Dealing with anaphylaxis in schools
Dealing with allergies can be incredibly stressful for both children and parents, but it can help to know that your child is well cared for during those hours spent at school. Although some people are clued up when it comes to dealing with an allergic reaction, many are not and allergies are still often misunderstood.
Luckily, through policy changes, campaigning and training, sending your child out into the world doesn't have to be anxiety-inducing. The more information about anaphylaxis everyone has, the better.
Start a unique learning programme!
- Weekly programme for each school year
- Worksheets sent direct to your inbox
- Keeps your child's learning on track
Why it's important for schools to be involved in anaphylaxis care
"Every school is likely to have at least one child who is severely food allergic and nut allergy is particularly common, with one in 50 children nationwide thought to be affected," explains Mandy East, National Coordinator at the Anaphylaxis Campaign.
"In severe cases of anaphylaxis the reaction will include nettle rash anywhere on the body, swelling of the throat and mouth, severe asthma, nausea and vomiting. In very severe cases there may be collapse and unconsciousness, although this is rare," says Mandy.
This reaction can, in some children, be caused simply by breathing in the food particles that someone else has eaten or touching a surface that had the food item on it and putting their hand to their mouth.
The seriousness of the symptoms need a very quick reaction using an injection of adrenaline (also called epinephrine) delivered into the muscle in the side of the thigh. It is vital that it is administered as soon as symptoms of a severe reaction appear because if treatment is delayed the consequences can be fatal.
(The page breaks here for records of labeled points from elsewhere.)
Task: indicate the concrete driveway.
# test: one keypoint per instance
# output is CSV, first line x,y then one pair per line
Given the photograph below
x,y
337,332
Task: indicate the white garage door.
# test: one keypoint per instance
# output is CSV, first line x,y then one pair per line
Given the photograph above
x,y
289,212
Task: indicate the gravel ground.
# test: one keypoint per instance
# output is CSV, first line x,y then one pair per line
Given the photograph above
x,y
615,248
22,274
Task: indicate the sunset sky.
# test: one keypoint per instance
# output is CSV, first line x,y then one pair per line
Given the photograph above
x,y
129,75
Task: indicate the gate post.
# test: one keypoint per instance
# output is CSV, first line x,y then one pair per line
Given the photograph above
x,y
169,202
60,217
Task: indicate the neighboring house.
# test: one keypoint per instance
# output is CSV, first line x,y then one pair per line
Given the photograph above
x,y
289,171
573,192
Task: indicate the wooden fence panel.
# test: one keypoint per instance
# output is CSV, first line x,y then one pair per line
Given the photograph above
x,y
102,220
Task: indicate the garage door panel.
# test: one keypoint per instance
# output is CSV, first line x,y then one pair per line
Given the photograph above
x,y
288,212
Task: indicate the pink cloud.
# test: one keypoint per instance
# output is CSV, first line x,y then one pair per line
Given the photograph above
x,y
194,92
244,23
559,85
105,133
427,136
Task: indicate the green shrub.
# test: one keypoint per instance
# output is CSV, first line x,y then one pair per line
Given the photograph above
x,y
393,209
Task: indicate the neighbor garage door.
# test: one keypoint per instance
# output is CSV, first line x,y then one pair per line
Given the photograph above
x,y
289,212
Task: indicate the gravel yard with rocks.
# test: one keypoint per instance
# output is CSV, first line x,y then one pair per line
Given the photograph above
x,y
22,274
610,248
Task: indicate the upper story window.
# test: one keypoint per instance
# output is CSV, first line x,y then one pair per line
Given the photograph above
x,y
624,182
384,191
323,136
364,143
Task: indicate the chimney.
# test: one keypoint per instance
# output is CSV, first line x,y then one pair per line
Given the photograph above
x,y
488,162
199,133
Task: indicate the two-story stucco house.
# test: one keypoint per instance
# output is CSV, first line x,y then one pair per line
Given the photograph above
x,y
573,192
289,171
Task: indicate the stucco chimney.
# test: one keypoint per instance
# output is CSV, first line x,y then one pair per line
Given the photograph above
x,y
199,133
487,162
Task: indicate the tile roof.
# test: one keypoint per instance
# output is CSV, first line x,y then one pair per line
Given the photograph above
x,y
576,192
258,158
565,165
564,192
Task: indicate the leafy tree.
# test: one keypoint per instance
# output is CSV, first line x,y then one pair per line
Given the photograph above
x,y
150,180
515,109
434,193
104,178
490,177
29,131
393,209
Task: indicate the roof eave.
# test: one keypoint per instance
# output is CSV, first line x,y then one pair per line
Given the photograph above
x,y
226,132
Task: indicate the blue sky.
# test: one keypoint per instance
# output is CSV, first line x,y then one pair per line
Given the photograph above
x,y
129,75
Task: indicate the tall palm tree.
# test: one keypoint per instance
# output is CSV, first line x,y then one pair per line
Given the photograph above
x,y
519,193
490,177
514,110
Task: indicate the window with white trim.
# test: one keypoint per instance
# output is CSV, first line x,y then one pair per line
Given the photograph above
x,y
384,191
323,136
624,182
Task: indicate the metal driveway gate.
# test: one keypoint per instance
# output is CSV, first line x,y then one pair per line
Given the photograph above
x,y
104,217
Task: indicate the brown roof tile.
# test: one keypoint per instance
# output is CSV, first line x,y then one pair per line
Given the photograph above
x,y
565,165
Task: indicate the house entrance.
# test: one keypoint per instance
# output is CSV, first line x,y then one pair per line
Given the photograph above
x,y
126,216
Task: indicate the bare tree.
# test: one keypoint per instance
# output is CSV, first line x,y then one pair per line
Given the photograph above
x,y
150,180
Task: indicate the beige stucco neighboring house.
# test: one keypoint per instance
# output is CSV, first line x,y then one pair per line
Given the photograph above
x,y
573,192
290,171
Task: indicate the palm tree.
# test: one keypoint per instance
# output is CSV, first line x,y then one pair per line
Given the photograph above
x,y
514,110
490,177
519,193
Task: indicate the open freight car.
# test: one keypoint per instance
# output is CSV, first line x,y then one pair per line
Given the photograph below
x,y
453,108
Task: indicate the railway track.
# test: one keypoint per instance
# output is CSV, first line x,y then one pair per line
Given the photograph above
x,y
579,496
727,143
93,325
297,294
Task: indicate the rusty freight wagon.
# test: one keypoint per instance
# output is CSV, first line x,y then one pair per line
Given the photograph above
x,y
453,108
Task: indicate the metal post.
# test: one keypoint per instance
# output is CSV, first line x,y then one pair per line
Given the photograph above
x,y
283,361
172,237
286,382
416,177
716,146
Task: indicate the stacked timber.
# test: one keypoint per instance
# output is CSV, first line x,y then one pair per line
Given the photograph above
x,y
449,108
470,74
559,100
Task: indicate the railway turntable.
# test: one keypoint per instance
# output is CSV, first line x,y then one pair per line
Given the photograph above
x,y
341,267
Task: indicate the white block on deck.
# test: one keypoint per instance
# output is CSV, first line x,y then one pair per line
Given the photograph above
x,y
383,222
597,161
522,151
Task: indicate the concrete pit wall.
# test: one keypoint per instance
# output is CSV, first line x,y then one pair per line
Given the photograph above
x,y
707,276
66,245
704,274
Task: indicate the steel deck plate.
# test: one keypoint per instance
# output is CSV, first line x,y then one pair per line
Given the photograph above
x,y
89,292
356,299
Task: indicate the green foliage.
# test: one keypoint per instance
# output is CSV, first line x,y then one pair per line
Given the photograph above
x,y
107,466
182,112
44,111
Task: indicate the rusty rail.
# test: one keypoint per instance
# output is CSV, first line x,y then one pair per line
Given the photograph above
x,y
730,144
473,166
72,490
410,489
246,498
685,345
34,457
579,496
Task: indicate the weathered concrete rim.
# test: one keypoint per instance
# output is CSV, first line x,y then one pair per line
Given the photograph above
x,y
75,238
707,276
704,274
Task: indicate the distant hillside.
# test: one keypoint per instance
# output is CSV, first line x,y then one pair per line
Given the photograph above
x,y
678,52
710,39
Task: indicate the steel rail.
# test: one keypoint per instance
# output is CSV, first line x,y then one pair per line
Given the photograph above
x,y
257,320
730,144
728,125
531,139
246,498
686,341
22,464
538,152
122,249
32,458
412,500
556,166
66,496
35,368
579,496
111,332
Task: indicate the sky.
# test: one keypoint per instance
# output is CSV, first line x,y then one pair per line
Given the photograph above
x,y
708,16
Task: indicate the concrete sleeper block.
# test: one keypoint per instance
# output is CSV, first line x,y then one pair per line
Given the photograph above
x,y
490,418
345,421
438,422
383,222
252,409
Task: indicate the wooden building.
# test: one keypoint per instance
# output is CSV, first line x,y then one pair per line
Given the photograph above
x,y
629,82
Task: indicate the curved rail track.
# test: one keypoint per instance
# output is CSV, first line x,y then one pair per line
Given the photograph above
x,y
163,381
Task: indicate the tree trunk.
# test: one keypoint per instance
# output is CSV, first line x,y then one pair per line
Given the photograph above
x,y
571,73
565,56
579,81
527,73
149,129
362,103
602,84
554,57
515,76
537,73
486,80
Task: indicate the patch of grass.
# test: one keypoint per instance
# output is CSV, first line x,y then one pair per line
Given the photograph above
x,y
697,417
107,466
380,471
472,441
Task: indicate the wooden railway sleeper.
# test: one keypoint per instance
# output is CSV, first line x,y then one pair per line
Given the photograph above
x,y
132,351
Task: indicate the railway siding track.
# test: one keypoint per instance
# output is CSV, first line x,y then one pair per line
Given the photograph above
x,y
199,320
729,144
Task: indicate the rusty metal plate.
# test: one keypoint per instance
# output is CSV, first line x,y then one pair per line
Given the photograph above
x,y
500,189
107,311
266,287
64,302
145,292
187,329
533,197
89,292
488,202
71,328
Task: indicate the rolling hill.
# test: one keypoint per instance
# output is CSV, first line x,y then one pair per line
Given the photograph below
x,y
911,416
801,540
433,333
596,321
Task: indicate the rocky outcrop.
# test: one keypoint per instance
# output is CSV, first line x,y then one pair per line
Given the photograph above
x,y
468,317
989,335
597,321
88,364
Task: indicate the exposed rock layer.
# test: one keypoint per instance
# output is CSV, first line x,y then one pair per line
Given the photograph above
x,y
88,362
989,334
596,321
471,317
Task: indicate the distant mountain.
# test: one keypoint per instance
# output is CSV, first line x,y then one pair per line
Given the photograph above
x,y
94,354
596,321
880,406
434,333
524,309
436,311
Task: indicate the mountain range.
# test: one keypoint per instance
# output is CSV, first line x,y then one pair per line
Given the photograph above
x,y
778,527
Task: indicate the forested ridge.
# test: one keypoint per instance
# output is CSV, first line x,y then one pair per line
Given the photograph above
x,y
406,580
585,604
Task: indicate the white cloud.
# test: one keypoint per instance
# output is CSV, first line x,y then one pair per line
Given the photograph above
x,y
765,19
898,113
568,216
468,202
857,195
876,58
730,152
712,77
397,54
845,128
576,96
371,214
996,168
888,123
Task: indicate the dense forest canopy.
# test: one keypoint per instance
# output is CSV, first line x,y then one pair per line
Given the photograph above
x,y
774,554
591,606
This is why it is essential for schools to have several members of staff on hand who know exactly what is required in this situation and can react quickly.
Primary schools' legal responsibility for children with allergies
Public attitude and policy has drasticallly changed in the past few years when it comes to anaphylaxis awareness and guidance. Since 2014, under the Children and Family Act, schools have a legal duty to make arrangements for those with allergies. The guidance for this legislation states:
- Children with medical conditions should be properly supported so that they have full access to education, including school trips and physical education.
- Governing bodies must ensure that arrangements are in place in schools to support pupils at school with medical conditions.
- Governing bodies should ensure that school leaders consult health and social care professionals, pupils and parents to ensure that the needs of children with medical conditions are properly understood and effectively supported.
Since 2017, under the Human Medicines (Amendment) Regulations, schools have been allowed to obtain spare AAI devices (adrenaline auto-injectors) for emergencies. These are in addition to any AAIs a child may already bring to school. The school needs parental permission and medical approval to use the spare AAI device on a specific child.
For those children who have allergies and are at risk of anaphylaxis but have not been prescribed an AAI, the school can administer a spare one if:
- There is a care plan in place confirming the risk of anaphylaxis.
- A healthcare professional has authorised its use.
- There is parental consent.
Severe food allergy: the primary-school parent's action plan
If your child suffers from a severe food allergy the Anaphylaxis Campaign suggests the following:
- Notify the school and make sure there is clear communication about your child’s particular food issue
- Work with the school to develop a plan throughout the school including in the classroom and the dining areas and any extra clubs or activities your child attends at the school
- Make sure your child’s medication is in date (check it regularly)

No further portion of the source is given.